Erik expells that drawn in breath, long and slow. A little tired and exasperated, as well. This in itself is effective confirmation. The conversation did not go well.

"I /am/ sorry, sir. That is frustrating." Ellen seems to be aware that this is not exactly a great deal of help; her lips twist into a grimace, rue etching the corners of her mouth, though the expression is obscure in the dark. "It is not as though you weren't trying to help."

"Mmm. That was my standpoint, really, but I think what made her really angry was that I did not admit to what I was attempting to do. Even if I did have positive intentions." Sort of, says the incline of his brows, which settle down low again after a few second's pause. His right hand drops back to his side, taking the ball of iron and steel with it. "I became distracted."

"Yes. That is probably what--" Ellen breaks off, raising her eyebrows. "Distracted."

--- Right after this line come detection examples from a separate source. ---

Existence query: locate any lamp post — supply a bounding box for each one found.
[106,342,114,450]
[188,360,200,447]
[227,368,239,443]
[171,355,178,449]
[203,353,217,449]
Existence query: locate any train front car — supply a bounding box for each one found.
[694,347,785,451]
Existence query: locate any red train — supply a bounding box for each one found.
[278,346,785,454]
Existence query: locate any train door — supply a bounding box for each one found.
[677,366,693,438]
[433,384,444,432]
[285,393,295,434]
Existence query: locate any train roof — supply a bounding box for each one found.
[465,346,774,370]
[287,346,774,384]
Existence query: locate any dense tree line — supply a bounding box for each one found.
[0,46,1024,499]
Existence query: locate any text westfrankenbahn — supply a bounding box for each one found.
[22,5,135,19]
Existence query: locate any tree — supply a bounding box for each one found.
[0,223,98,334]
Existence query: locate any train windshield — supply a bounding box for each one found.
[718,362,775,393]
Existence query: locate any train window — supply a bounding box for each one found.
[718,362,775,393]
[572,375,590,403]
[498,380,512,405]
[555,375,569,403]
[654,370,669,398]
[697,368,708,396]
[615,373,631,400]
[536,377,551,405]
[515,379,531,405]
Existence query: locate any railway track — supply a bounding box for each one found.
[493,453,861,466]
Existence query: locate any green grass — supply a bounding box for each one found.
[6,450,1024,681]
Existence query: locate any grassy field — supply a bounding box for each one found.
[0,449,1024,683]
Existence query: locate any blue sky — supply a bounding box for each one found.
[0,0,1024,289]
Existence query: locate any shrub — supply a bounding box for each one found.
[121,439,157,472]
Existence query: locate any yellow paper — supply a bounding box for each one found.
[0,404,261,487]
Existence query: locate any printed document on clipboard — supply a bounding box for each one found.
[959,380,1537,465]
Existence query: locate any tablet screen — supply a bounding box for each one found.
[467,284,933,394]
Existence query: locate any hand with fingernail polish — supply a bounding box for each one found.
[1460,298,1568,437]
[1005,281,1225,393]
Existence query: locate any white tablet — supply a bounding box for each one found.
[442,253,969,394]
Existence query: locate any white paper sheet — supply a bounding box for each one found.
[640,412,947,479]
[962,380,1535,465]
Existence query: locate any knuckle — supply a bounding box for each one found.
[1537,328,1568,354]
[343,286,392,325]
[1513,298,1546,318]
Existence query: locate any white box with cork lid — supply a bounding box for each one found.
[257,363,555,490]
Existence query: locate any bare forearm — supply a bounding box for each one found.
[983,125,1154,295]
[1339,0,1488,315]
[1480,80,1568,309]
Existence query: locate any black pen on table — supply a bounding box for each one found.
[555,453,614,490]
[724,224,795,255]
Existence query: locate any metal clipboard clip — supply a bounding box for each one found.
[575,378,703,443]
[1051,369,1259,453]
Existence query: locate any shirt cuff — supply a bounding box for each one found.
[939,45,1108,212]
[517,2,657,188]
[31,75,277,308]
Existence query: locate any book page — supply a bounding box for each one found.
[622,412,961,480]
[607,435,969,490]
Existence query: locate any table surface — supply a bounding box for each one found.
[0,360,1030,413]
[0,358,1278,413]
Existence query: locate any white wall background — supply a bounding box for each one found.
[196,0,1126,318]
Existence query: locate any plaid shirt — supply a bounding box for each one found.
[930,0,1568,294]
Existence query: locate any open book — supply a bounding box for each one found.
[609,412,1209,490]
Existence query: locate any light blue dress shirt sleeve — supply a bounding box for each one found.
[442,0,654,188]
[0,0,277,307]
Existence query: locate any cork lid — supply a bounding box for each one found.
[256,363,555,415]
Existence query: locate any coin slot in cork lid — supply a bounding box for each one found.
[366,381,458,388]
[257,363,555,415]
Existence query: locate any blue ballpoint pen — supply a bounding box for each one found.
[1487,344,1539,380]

Uneasy again, Erik looks as though he intends to offer some sort of explanation, and, in the end, only manages to mutter, "Distracted." back at her. Ahead, the forest is thinning, and Erik is scowling at it reproachfully for doing so.

"I see." Ellen doesn't, but that is neither here nor there; she pads along beside him in silence for a moment, becoming increasingly aware of the dwindling trees herself, and then observes, "She has left before."

"I would rather that she didn't." Voice still quiet at a near-mutter, Erik glances back aside to Ellen for the first time in a little while, cool gaze starkly direct in the course of honesty before it flickers away again. "I should not be bothering you with this."

"I do not mind," Ellen says, her voice quite soft.

"I know. And I do appreciate that you listen. But I have sulked for long enough, and I have a few augmentations I need to make to the mechanism I've installed into the roof of Warehouse Alpha. So if you would be so kind as to excuse me--" uncessarily polite, perhaps, Erik tips a lazy pair of fingers to his temples and adjusts the angle of his pace once he hits the clearing, towards the warehouse in question.

"Very well, sir." Ellen inclines her head and, momentarily, halts; she stands there watching him head for the warehouse, and then resumes walking, her apparent aim the dryhouse.